De Beers Strategy Gets EC Approval

The European Commission recently approved De Beers’ “Supplier of Choice” strategy, giving it the go-ahead to reinvent itself and the diamond industry.

According to an EC document obtained by JCK, the Commission’s directorate-general for competition now takes a “favorable position” toward a revised version of the strategy, agreed to after a year of negotiations between the EC and De Beers.

Most of the EC’s requests involved minor fine-tuning of the “Supplier of Choice” concept, but one seemed to strike at its heart: the EC’s insistence that “sightholders no longer [be] obliged to keep DTC informed of their specific marketing or promotional initiatives, but should only do so when they request marketing support from the DTC.”

This appears to contradict a central tenet of “Supplier of Choice”—that De Beers could increase marketing spend in the industry by putting its diamonds only in the hands of people who will market them.

De Beers spokeswoman Lynette Hori says this was just a matter of semantics. “If the sightholders want to work with the DTC, of course they would want to tell us about what marketing they are doing,” she says. “It’s in their interest.”

Among the other changes requested by the EC and agreed to by De Beers:

  • The sight system’s “take it or leave it” tradition is no more.
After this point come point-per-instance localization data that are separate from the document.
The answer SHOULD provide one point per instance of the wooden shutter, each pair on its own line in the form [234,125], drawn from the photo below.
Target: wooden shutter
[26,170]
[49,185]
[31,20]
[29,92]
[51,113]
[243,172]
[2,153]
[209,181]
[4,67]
Sightholders now will get only the boxes they apply for and have the right to reject a certain percentage of the goods.

  • An independent ombudsman will mediate conflicts between De Beers and its sightholders.

  • De Beers’ “sightholder profiles,” which will likely decide who stays on its roster and who is dropped, are now “less intrusive.”

While the EC clearance has no official impact on De Beers’ standing in the United States, analysts think the Commission’s blessing puts De Beers in a much stronger position with U.S. antitrust authorities.

Hori notes that the EC statement does not constitute a final official green light, and that the policy has been put out only for public comment. “We have to wait for third-party comments,” she says. “There’s not an awful lot we can say at the moment.”